プロローグ ──天才錬金術師は常識を知らない
白だった。
上下も、前後も、遠近さえも曖昧な、境界のない空間。
そこに立っているという感覚だけが、かろうじて“自分”を繋ぎ止めていた。
「やっと起きた?」
声は、すぐ近くから聞こえた。
驚くほど軽い調子だった。威厳も神秘性も、想像していた“神”という言葉からは程遠い。
振り向くと、そこには一人の男がいた。
年齢は読めない。青年にも見えるし、老人のようにも見える。だが何より奇妙なのは、その存在があまりにも自然にそこにいることだった。
「ここはどこですか」
口にした瞬間、自分の声がやけに乾いていることに気づく。
男は肩をすくめた。
「説明すると長いんだよね。君の世界の言葉で言うなら……“中継地点”かな」
「中継……?」
「うん。転生前の最終確認場所」
軽すぎる。
だが、その言葉だけは妙に現実味があった。
転生前。
その単語に触れた瞬間、記憶が一気に押し寄せる。
研究室。

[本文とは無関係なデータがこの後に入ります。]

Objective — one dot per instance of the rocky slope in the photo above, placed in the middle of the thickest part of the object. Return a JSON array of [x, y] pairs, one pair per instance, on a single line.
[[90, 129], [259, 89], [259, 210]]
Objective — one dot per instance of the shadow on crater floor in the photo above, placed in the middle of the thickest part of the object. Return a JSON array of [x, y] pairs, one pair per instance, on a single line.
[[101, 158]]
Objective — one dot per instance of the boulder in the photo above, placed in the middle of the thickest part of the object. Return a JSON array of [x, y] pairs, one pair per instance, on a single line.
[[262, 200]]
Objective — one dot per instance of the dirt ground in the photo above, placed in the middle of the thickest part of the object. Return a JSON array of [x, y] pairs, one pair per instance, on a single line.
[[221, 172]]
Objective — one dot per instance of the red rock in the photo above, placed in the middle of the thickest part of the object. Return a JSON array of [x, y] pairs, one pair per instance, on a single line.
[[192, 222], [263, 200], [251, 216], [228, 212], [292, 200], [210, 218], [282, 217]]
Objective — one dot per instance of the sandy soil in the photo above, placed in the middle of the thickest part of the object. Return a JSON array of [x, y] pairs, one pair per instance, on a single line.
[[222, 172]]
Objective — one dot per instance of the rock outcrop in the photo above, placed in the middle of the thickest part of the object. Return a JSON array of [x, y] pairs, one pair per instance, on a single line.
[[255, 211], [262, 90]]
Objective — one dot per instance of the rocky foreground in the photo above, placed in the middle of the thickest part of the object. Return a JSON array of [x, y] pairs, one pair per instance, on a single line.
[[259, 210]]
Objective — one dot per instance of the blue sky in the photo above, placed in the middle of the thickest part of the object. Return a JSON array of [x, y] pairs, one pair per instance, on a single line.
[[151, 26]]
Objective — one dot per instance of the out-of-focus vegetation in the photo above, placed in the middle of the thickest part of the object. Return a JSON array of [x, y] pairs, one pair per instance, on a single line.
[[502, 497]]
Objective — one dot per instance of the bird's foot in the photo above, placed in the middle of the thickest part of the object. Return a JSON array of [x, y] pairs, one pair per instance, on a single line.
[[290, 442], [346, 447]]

白衣。積み上がった論文。止まらない実験。評価。期待。そして──倒れた瞬間の暗転。
天才。
そう呼ばれていた。少なくとも、周囲はそう扱っていた。
けれど本人にとってそれは称号ではない。ただの結果だ。
知りたかっただけなのだ。世界の仕組みを。物の成り立ちを。まだ誰も見ていない法則を。
それだけだった。
「さて、本題に入ろうか」
男は指を鳴らした。
すると空間に、無数の文字が浮かび上がる。
剣士、魔術師、治癒師、召喚士、騎士──そして、その中にひときわ静かに存在している言葉。
錬金術師。
「なりたい役職を選んで」
男はまるで世間話でもするように言った。
「この先の世界で、君がどんな役割を持つかの選択だよ」
視線が自然と一点に吸い寄せられる。
錬金術師。
その文字だけが、妙に美しかった。
「それ、何ができるんですか」
「物質変換、生成、構造理解。簡単に言えば“世界のルールに少し触れられる人たち”だね」
面白い。
心の奥で、静かに何かが跳ねた。
知らないもの。理解できるかもしれないもの。まだ誰も完全には解き明かしていない領域。
それは、たまらなく魅力的だった。
「それにする」
即答だった。
迷いはない。
男は少しだけ目を丸くして、それから楽しそうに笑った。
「即決なんだ。普通もう少し悩むよ?」
「悩む理由がありません」
「はは、いいね。その感じ」
男は軽く手を振る。
すると空間の文字がほどけるように消えていった。
代わりに、新しい言葉が浮かび上がる。
アルマ
「君はこれから、“アルマ”として生まれる」
アルマ。
その音は、まだ自分のものではないはずなのに、不思議と馴染んだ。
「それともう一つ」
男の声が少しだけ柔らかくなる。
「君が行く世界ではね、錬金術師は“神聖視される存在”だよ」
「神聖……?」
「うん。でも君はたぶん、それを知らないまま行く」
軽い笑い声。
「だから多分、いろいろ壊すと思う」
壊す。
その言葉に悪意はない。ただの予測のように置かれていた。
それでも、不思議と怖くはなかった。
むしろ、少しだけ楽しみですらあった。
「ねえ、アルマ」
男が一歩だけ近づく。
その瞳は観察者のそれでありながら、どこか優しい。
「君の見るものが、この世界の運命を決めることになる」
「……私が?」
「そう。君の好奇心がね」
一瞬だけ、空間が静止する。
そして次の瞬間。
世界が、ほどけた。
白が崩れ、光が流れ込み、感覚が引き伸ばされていく。
最後に聞こえたのは、軽い声だった。
「じゃあ、行ってらっしゃい。天才錬金術師さん」
──そして、アルマは世界へ落ちた。
ここまで読んでくれてありがとうございます。